Its poisonous properties led to its early consideration as a chemical warfare agent, but during the First World War, hydrogen cyanide was employed only occasionally, primarily by the French. who dubbed it Forestite. Because of its high vapor pressure and low vapor density it tended to dissipate rapidly, and its low flash point meant that it would often (about half the time) ignite when released from artillery shells, limiting its military effectiveness. The French attempted to produce hydrogen cyanide-containing mixtures that would be more persistent, and so more useful. The best known of these is probably Vincennite, which was a mixture of 50% hydrogen cyanide with the smoke producers arsenic trichloride (30%) and stannic chloride (15%) along with chloroform as a stabilizer. Despite their best efforts, however, they were never able to produce a hydrogen cyanide munition that answered the needs of the period, and in a war in which the chemical industries of the world strained to produce enough deadly chemicals, usage of hydrogen cyanide was a relatively paltry 4000 tons.
The French belief in the utility of hydrogen cyanide as a war gas stemmed in large part from experiments done on inhalation exposure in dogs. There was considerable disagreement in the chemical warfare community over how (or whether) the data from the dog experiments applied to humans - British experiments with goats had led them to the opposing conclusions about its utility. This disagreement led to one of the more dramatic (and foolhardy) moments in the history of research on chemical warfare agents. A British researcher, Joseph Barcroft, emphatically disagreed with the French estimates of lethality.
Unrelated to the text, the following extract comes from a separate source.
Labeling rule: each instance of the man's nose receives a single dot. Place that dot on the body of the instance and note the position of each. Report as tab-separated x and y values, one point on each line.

In order to prove his point, he sneaked into a testing chamber at Porton Down along with a dog but without a gas mask (although he did bring along a witness who stayed outside the chamber). Hydrogen cyanide was introduced into the chamber to give a concentration of about 500 mg m-3. Barcroft gave this description of what happened:
In order that the experiment might be as fair as possible and that my respiration should be relatively as active as that of the dog, I remained standing, and took a few steps from time to time while I was in the chamber. In about thirty seconds the dog began to get unsteady, and in fifty-five seconds it dropped on the floor and commenced the characteristic distressing respiration which heralds death from cyanide poisoning. One minute thirty-five seconds after the commencement the animal's body was carried out, respiration having ceased and the dog being apparently dead. I then left the chamber.This experiment, combined with the existing perception that hydrogen cyanide dispersed too rapidly to produce an effective concentration, meant that hydrogen cyanide was largely ignored as a military agent by most countries after the First World War. It is also frequently cited as an example of the hazards of extrapolating from animal models to humans.
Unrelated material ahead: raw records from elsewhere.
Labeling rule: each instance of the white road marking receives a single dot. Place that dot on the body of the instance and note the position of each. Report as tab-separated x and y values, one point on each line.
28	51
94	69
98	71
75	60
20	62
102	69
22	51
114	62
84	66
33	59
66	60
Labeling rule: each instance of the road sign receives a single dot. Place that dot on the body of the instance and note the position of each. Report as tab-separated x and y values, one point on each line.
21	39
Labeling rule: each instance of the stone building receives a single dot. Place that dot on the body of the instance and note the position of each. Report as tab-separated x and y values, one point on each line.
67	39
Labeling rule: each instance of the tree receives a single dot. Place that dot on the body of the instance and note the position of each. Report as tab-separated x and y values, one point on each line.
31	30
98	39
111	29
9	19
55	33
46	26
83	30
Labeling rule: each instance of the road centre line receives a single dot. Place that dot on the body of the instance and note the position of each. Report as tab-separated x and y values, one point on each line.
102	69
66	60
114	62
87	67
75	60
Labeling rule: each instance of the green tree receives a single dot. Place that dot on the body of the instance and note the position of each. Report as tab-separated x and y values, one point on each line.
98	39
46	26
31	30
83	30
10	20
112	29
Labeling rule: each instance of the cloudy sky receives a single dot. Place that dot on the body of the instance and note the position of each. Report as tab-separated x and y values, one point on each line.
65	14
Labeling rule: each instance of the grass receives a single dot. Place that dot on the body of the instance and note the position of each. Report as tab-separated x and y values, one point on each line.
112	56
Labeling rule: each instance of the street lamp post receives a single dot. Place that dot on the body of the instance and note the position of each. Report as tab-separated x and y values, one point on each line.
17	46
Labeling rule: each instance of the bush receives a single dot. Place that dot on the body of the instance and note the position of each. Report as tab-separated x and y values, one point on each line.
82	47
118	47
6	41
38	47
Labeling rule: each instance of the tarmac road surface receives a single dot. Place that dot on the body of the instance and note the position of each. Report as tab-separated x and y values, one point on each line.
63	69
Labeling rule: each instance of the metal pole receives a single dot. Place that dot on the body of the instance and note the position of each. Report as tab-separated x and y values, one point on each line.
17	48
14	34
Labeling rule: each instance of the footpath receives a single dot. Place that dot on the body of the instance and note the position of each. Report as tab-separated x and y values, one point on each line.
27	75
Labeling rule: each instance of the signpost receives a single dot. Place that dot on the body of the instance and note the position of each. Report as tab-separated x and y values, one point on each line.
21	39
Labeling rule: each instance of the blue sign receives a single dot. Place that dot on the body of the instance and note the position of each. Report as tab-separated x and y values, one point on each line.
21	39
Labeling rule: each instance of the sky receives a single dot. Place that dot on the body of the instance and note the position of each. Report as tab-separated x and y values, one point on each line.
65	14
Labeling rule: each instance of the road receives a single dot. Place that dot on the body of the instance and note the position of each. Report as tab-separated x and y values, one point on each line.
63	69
Nevertheless, the Japanese investigated hydrogen cyanide. Tests were conducted on human subjects, including in at least one case a small child, in China at the facilities of the notorious unit 731 in conjunction with the Chemical Warfare Unit 516 using a telephone box-sized chamber. There is also evidence that Japanese forces may have used hydrogen cyanide or a related agent in chemical attacks in China on as many as 36 occasions between 1938 and 1941. It would, however, remain a very minor agent in the Japanese inventory, with about 250 tons being produced for the Imperial Japanese Army between 1930 and 1945.
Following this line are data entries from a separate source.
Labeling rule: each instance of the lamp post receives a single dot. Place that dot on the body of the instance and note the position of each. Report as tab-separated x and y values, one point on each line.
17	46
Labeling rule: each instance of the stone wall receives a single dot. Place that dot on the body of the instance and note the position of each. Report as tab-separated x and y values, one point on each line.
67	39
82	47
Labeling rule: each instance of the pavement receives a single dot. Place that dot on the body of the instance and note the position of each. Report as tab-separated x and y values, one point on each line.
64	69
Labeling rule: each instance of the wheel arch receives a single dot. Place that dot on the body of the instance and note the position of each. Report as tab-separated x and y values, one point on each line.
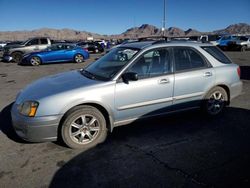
17	51
103	110
37	55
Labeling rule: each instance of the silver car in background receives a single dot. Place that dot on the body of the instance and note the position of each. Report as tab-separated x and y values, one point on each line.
134	81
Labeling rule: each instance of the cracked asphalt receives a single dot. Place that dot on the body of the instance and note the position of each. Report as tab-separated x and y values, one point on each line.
180	150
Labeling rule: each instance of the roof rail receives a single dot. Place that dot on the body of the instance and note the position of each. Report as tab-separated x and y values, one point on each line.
157	38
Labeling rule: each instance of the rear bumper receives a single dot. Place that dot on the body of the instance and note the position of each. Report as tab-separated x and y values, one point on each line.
35	129
7	58
236	90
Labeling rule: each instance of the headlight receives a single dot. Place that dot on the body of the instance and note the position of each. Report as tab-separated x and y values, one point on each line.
28	108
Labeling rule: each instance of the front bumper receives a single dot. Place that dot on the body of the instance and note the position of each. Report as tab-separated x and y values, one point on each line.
7	58
35	129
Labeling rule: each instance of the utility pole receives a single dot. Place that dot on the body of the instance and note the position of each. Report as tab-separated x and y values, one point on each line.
164	18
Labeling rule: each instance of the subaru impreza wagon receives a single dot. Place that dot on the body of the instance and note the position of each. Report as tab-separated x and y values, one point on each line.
133	81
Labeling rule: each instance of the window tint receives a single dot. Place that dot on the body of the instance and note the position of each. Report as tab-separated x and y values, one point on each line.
109	65
217	54
153	63
187	58
43	41
33	42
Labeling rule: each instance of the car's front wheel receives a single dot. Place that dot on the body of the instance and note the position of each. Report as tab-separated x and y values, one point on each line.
84	127
35	61
215	101
17	57
78	58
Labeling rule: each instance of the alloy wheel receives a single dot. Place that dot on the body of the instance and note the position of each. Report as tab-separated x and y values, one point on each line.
84	129
215	102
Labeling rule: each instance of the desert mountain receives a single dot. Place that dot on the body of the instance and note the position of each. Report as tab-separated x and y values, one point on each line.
240	28
135	32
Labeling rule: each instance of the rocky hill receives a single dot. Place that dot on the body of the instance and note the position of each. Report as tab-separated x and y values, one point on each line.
142	31
241	28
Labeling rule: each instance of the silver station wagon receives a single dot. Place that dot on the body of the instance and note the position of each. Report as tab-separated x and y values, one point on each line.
134	81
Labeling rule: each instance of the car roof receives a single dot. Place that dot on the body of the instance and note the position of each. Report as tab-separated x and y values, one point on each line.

Only the Soviet Union would invest significantly in weapons based on hydrogen cyanide. They had figured out that if you used a big enough charge in your bomb you got evaporative cooling that would allow production of an effective concentration at ground level. They had also developed spray tanks that allowed dissemination of enough agent to produce an effective concentration at ground level (with low altitude spraying). The Soviets also saw an advantage to the use of hydrogen cyanide in that most gas mask filters of the day worked relatively poorly against it. While the Soviets, like most countries, intended to use mustard gas as their main agent, they produced a significant quantity of hydrogen cyanide - figures are difficult to come by, but wartime (1940-1945) production totaled at least 11,104 tons.
During the Second World War, the Germans captured some Soviet spray tanks and tested them at their facility at Munsterlager, and were considerably disturbed by what they found - both unprotected animals and animals inside tanks (the panzer kind) died after about a minutes. The German gas mask was also poor protection against this particular agent, with the FE-41 filter failing in about an hour, and the FE-42 in about an hour and forty-five minutes (in contrast, the MT-4 mask the Soviets were issuing would last about 8 hours). This knowledge probably served as a disincentive for German use of chemical weapons in the East.
The most significant use of hydrogen cyanide during World War II was in the concentration camps. The principle agent used to murder those that the Nazi regime deemed undesirable was Zyklon B, which was hydrogen cyanide (40% by weight) absorbed on a calcium sulfate carrier.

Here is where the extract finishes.